Mrs. Edith a prononcé ce mot-là, les dents serrées, rageusement. Rouletabille secoue la tête désespérément, et puis il ferme les yeux. Il me paraît écrasé, vaincu. M. Robert Darzac vient toucher Rouletabille à l’épaule. M. Robert Darzac veut fouiller la Tour Carrée, la Tour du Téméraire, le Château Neuf, toutes les dépendances de cette cour dont personne n’a pu s’échapper et où, logiquement, l’assassin doit se trouver encore. Le reporter, tristement, l’en dissuade. Est-ce que nous cherchons quelque chose, Rouletabille et moi? Est-ce que nous avons cherché au Glandier, après le phénomène de la dissociation de la matière, l’homme qui avait disparu de la galerie inexplicable? Non! non! je sais maintenant qu’il ne faut plus chercher Larsan avec ses yeux! Un homme vient d’être tué derrière nous. Nous l’entendons crier sous le coup qui le frappe. Nous nous retournons et nous ne voyons rien que de la lumière! Pour voir, il faut fermer les yeux, comme Rouletabille fait en ce moment. Mais justement ne voilà-t-il pas qu’il les rouvre? Une énergie nouvelle le redresse. Il est debout. Il lève vers le ciel son poing fermé.

«Ça n’est pas possible, s’écria-t-il, ou il n’y a plus de bon bout de la raison!»

Et il se jette par terre, et le revoilà à quatre pattes, le nez sur le sol, flairant chaque caillou, tournant autour du cadavre et de la mère Bernier qu’on a tenté en vain d’éloigner du corps de son mari, tournant autour du puits, autour de chacun de nous. Ah! c’est le cas de le dire: le revoilà tel qu’un porc cherchant sa nourriture dans la fange, et nous sommes restés à le regarder curieusement, bêtement, sinistrement. À un moment, il s’est relevé, a pris un peu de poussière et l’a jetée en l’air avec un cri de triomphe comme s’il allait faire naître de cette cendre l’image introuvable de Larsan. Quelle victoire nouvelle le jeune homme vient-il de remporter sur le mystère?… Qui lui fait, à l’instant, le regard si assuré? Qui lui a rendu le son de sa voix? Oui, le voilà revenu à l’ordinaire diapason quand il dit à M. Robert Darzac:

«Rassurez-vous, monsieur, rien n’est changé!»

Et, tourné vers Mrs. Edith:

«Nous n’avons plus, madame, qu’à attendre la police. J’espère qu’elle ne tardera pas!»

La malheureuse tressaille. Cet enfant, de nouveau, lui fait peur.

«Ah! oui, qu’elle vienne! Et qu’elle se charge de tout! Qu’elle pense pour nous! Tant pis! tant pis! Quoi qu’il arrive!» fait Mrs. Edith en me prenant le bras.

Et soudain, sous la poterne, nous voyons arriver le père Jacques, suivi de trois gendarmes. C’est le brigadier de La Mortola et deux de ses hommes qui, avertis par le prince Galitch, accourent sur le lieu du crime.

«Les gendarmes! les gendarmes! ils disent qu’il y a eu un crime! s’exclame le père Jacques qui ne sait rien encore.

– Du calme, père Jacques!» lui crie Rouletabille, et, quand le portier, essoufflé, se trouve auprès du reporter, celui-ci lui dit à voix basse:

«Rien n’est changé, père Jacques.»

Mais le père Jacques a vu le cadavre de Bernier.

«Rien qu’un cadavre de plus, soupire-t-il; c’est Larsan!

– C’est la fatalité», réplique Rouletabille.
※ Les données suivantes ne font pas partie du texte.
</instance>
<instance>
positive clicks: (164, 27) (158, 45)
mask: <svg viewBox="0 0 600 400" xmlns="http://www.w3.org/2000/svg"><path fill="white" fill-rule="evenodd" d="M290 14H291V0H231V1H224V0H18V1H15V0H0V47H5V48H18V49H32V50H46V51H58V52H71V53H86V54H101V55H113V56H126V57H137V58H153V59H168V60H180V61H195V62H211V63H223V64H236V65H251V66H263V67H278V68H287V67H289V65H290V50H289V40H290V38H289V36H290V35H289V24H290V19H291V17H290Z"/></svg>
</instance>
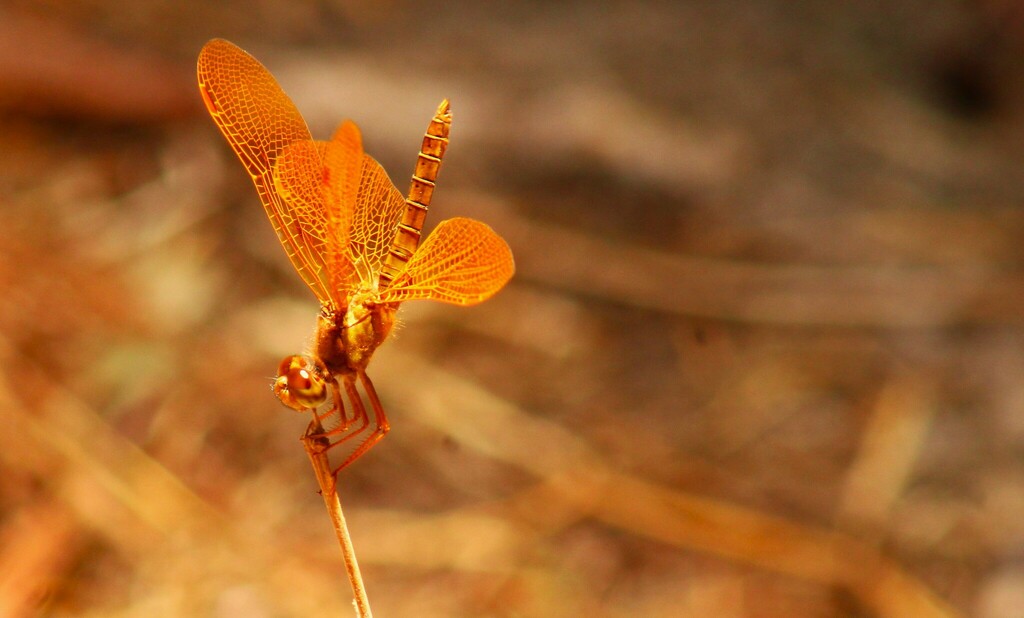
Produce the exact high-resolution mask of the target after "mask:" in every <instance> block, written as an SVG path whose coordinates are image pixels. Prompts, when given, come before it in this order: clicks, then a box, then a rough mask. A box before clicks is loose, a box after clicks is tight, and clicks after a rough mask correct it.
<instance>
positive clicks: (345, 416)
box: [313, 380, 355, 435]
mask: <svg viewBox="0 0 1024 618" xmlns="http://www.w3.org/2000/svg"><path fill="white" fill-rule="evenodd" d="M331 398H332V400H333V401H332V404H331V407H329V408H328V409H327V411H326V412H323V413H317V412H316V410H313V415H314V416H315V417H316V421H317V422H319V423H324V422H325V421H327V420H328V418H330V417H331V416H333V415H334V414H338V426H337V427H335V428H332V429H331V431H329V432H326V433H327V434H331V435H334V434H337V433H341V432H343V431H345V430H347V429H348V427H349V426H350V425H351V424H352V422H353V421H354V420H355V417H354V414H355V410H353V411H352V413H353V417H351V418H349V417H347V416H346V415H345V402H344V400H343V399H342V398H341V389H339V388H338V381H337V380H332V381H331Z"/></svg>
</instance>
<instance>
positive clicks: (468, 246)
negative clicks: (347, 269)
mask: <svg viewBox="0 0 1024 618" xmlns="http://www.w3.org/2000/svg"><path fill="white" fill-rule="evenodd" d="M514 272H515V263H514V261H513V260H512V250H510V249H509V246H508V244H507V242H505V240H504V239H503V238H502V237H501V236H499V235H498V234H497V233H495V230H493V229H490V227H489V226H487V225H486V224H484V223H480V222H479V221H475V220H473V219H465V218H461V217H459V218H455V219H449V220H447V221H442V222H441V223H440V224H439V225H438V226H437V228H436V229H435V230H434V231H433V232H432V233H431V234H430V235H429V236H427V239H426V240H424V241H423V245H421V246H420V248H419V249H418V250H417V251H416V253H415V254H413V257H412V258H411V259H410V260H409V264H407V265H406V268H404V270H402V271H401V272H400V273H399V274H398V276H397V277H395V279H394V282H393V283H392V284H391V286H390V288H388V289H387V290H385V291H384V292H383V293H382V294H381V297H380V300H381V302H383V303H395V302H402V301H412V300H420V299H426V300H433V301H441V302H443V303H451V304H453V305H475V304H476V303H479V302H482V301H485V300H486V299H488V298H490V297H492V296H494V295H495V294H497V293H498V291H499V290H501V289H502V288H503V286H504V285H505V283H507V282H508V280H509V279H511V278H512V274H513V273H514Z"/></svg>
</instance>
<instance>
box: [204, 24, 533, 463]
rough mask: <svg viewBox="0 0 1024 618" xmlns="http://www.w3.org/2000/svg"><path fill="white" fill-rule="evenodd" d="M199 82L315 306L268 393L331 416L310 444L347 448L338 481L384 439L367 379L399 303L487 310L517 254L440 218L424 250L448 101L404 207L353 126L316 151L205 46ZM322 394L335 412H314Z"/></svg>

Larsan, la fatalité, c’est tout un. Mais que signifie ce rien n’est changé de Rouletabille, sinon que, autour de nous, malgré le cadavre incidentel de Bernier, tout continue de ce que nous redoutons, de ce dont nous frissonnons, Mrs. Edith et moi, et que nous ne savons pas?
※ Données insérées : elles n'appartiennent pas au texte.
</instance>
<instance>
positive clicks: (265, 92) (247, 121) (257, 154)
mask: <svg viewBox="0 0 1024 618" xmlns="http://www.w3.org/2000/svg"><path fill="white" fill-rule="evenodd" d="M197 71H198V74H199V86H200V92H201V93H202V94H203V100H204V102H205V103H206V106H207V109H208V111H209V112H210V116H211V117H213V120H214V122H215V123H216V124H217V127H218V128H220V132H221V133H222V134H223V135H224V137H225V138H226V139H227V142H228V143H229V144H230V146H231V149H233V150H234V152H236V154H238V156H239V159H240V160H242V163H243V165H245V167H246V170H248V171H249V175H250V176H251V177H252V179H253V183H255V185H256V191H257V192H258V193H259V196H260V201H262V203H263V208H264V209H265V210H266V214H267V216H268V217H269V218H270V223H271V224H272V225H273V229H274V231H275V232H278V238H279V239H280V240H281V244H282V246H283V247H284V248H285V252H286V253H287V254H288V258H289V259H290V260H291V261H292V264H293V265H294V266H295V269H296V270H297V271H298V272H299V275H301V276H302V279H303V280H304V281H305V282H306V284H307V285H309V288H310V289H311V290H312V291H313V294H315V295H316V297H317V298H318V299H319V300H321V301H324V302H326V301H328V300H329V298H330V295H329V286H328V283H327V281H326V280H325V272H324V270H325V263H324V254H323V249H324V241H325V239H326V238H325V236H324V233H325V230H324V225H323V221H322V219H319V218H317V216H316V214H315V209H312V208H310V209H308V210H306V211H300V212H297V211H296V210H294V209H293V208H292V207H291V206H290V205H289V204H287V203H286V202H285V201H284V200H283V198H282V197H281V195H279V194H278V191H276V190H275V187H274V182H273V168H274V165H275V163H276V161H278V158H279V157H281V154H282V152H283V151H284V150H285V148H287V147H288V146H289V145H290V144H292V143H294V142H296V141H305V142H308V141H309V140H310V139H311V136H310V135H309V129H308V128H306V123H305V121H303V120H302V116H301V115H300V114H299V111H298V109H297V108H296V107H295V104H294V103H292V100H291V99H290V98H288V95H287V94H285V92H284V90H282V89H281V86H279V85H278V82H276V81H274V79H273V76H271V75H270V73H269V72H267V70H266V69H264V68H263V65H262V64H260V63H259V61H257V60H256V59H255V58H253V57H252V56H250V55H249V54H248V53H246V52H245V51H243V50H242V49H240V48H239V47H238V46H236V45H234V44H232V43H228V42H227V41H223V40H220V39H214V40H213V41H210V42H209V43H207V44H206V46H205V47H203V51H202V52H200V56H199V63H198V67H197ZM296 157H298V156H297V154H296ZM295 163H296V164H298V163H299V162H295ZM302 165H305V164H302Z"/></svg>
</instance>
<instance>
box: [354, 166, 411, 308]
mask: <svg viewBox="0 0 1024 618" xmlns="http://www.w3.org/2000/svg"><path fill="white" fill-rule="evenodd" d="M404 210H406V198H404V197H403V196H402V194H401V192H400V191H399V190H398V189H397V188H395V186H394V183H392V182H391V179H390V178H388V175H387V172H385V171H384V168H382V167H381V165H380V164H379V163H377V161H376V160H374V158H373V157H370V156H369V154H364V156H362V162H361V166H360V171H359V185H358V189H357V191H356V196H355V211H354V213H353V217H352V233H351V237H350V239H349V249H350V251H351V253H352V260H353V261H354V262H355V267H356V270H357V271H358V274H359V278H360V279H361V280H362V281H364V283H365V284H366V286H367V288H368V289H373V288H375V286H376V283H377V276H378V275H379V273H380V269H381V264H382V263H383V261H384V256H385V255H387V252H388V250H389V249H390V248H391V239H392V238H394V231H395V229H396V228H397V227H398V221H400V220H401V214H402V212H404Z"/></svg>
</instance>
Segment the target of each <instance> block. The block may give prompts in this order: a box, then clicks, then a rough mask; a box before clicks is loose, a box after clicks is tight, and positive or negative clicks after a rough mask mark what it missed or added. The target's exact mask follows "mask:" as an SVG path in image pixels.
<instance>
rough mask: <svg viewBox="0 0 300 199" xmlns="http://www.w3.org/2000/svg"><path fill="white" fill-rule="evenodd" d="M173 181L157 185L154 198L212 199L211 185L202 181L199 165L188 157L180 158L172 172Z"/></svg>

Les gendarmes sont affairés et baragouinent autour du corps un jargon incompréhensible. Le brigadier nous annonce qu’on a téléphoné à deux pas de là à l’auberge Garibaldi où déjeune justement le delegato ou commissaire spécial de la gare de Vintimille. Celui-ci va pouvoir commencer l’enquête que continuera le juge d’instruction également averti.